2014 (ICYMI)

Notably absent from the cards which I received over the current festive season, were the ‘round robin’ letters that used to give me a potted summary of what had been happening in the lives of my friends and relatives, (notably the accomplishments of their offspring) over the past year. These notes were a great source of delight, although mischievous delight in some ways, as I unpicked the gloss to guess at the reality beneath the veneer of the perfect lives portrayed in the endless round of promotions, new houses and exam successes. Nowadays, all of the children have reached the age of adulthood, so they are less fruitful sources of ‘news’ for their parents, but most obviously, the regular ping of updates from social media has alleviated the need for the annual news missive. The creative talent required to concoct superlative, social media statuses for the festive season is usually beyond most of us, as we are exhausted by the need to star in our own lives the entire year round – so unless something astonishing happens (hopefully good rather than catastrophic!), the end of the year is celebrated not only by the vestiges of pagan tradition, but by wholesale summary and review posts. An outpouring of “In Case You Missed It” headlines.
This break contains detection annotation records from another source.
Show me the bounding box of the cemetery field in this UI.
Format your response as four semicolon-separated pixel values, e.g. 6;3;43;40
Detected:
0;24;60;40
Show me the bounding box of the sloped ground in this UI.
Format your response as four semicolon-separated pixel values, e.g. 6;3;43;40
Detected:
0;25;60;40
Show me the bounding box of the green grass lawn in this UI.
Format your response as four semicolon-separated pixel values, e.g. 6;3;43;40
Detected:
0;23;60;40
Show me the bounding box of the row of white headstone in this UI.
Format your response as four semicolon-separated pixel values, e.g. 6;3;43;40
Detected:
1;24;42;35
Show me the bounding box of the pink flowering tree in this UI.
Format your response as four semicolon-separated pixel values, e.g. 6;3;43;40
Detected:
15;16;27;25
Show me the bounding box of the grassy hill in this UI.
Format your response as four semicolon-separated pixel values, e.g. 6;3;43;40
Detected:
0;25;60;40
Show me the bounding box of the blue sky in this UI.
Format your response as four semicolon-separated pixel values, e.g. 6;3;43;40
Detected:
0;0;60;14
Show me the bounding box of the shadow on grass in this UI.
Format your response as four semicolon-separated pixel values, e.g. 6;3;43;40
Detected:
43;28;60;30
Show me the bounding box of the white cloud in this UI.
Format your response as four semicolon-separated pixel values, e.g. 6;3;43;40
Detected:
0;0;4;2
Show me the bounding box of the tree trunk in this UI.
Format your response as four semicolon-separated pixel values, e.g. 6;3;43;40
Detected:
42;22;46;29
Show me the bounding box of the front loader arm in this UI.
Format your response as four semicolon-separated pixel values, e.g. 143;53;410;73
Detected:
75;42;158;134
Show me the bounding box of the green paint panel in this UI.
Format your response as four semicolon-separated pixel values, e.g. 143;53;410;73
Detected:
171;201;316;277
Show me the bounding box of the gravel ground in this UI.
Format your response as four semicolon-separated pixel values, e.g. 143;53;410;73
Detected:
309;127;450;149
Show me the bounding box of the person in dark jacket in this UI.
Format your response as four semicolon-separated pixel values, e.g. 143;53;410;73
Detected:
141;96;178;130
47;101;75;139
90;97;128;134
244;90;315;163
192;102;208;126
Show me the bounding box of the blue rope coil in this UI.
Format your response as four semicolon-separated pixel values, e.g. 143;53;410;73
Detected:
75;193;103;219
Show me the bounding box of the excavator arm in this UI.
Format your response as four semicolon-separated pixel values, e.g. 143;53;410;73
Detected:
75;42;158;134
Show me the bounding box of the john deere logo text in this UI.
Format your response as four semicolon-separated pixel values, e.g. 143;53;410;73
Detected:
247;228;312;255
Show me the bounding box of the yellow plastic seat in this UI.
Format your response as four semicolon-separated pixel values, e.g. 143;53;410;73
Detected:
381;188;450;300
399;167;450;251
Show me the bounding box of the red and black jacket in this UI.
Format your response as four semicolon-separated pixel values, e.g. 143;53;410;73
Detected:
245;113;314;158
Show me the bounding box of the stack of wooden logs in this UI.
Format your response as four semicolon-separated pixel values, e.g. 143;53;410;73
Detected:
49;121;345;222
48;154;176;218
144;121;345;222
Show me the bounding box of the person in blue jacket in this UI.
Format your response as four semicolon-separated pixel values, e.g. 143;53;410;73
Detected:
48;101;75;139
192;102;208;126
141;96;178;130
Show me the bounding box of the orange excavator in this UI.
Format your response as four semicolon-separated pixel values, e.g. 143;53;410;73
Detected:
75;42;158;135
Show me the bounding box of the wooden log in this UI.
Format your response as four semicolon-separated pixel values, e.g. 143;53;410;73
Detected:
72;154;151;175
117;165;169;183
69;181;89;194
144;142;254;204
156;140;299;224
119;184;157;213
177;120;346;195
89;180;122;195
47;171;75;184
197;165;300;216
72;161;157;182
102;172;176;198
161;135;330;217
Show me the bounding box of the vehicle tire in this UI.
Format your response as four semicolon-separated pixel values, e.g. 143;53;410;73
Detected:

The summary and review posts are also evident in the professional realm, and although my experience with social media is mostly limited to Twitter, it is clear that the turn of the year demands fierce promotion of what happened over the past 12 months. This manifests in posts labelled ‘highlights’, ‘top 10 best moments’ ‘top 10 worst moments’ and so on, and although I remember end-of-year reviews from the analogue world back in the day, (Number 1 hit records from Top of the Pops!) the pervasiveness of contemporary digital culture means we are now exposed to summaries and reviews of just about everything, from everyone we know. Because we can count it, we do.

Two things trouble me about this – the first is of little consequence, and is that with a few exceptions, I find these summaries tedious. I read the news/articles the first time around, and if I didn’t have time for something then, I certainly don’t over the festive period.

The second concern is metrics. Many of the summaries include numbers. Numbers of posts, followers, mentions, likes and downloads. Irrespective of meaning, measurement is implicit in any quantitative dialog, and the ease with which social media statistics are generated, encourages the feeling that more equals better.

The academic community has recently been treated to REF exercise, the metrics of which have generated much critique from more informed minds than mine. Nevertheless, academia, like the health service and other state-funded operations, faces increasing competition for increasingly limited resources, and so some way has to be found to ‘rank’ achievements, and to quantify ‘academic output’. Whilst I would like to argue that it is impossible, not only undesirable, to reduce academic/creative ability (which is wide and varied) to a number, numbers are increasingly the way in which we are judged. One problem with assigning numbers to aspects of our work (outputs) is that most of us, very sensibly, choose to focus our creative and research energy solely on the game of getting as high a number as possible for the criteria listed. It doesn’t matter if grant applications are unsuccessful, count the number of applications made

Relatively few of my immediate colleagues engage with social media, and so have yet to enter the arena for what are broadly referred to as altmetrics. But this will doubtless change as ways to count every utterance we make become more widely known.  I have colleagues from a wider pool of acquaintance who already promote the number of hits to videos of their lectures as a measure of credibility, even though it could also be a measure of how many students don’t think that their lectures are worth turning up to. This is not to say that numbers are always irrelevant or misleading. I am a known advocate of social media as channels of communication, and of course improving access to research, ideas and communities is beneficial to all. The thinking behind the numbers needs to be understood, but context is rarely immediate from altmetric visualisations. I am certainly not the first or only person to highlight that the attempt by everyone and their mum to achieve cult status by numbers, is, with the exception of one or two highly talented and/or lucky individuals, meaningless. If we are all celebrities, who is left in the audience? I come back to the contemporary need to star in our own lives, the measure of which seems to be large numbers of followers, and mentions of our ‘outputs’, on various social media channels, such as hits on shared decks of slides, references to blog posts and links to video uploads. I wonder, really, what any of this means, when so many of us are employing the same strategy. Perhaps what is needed is more discussion around what is meaningful ‘impact’.

In the current climate, many of us seem increasingly driven, even when we have nothing new to say, to communicate regardless. It’s a bit like going down the rabbit hole isn’t it? A fantastically busy journey at the end of which, when we wake up, nothing much has happened.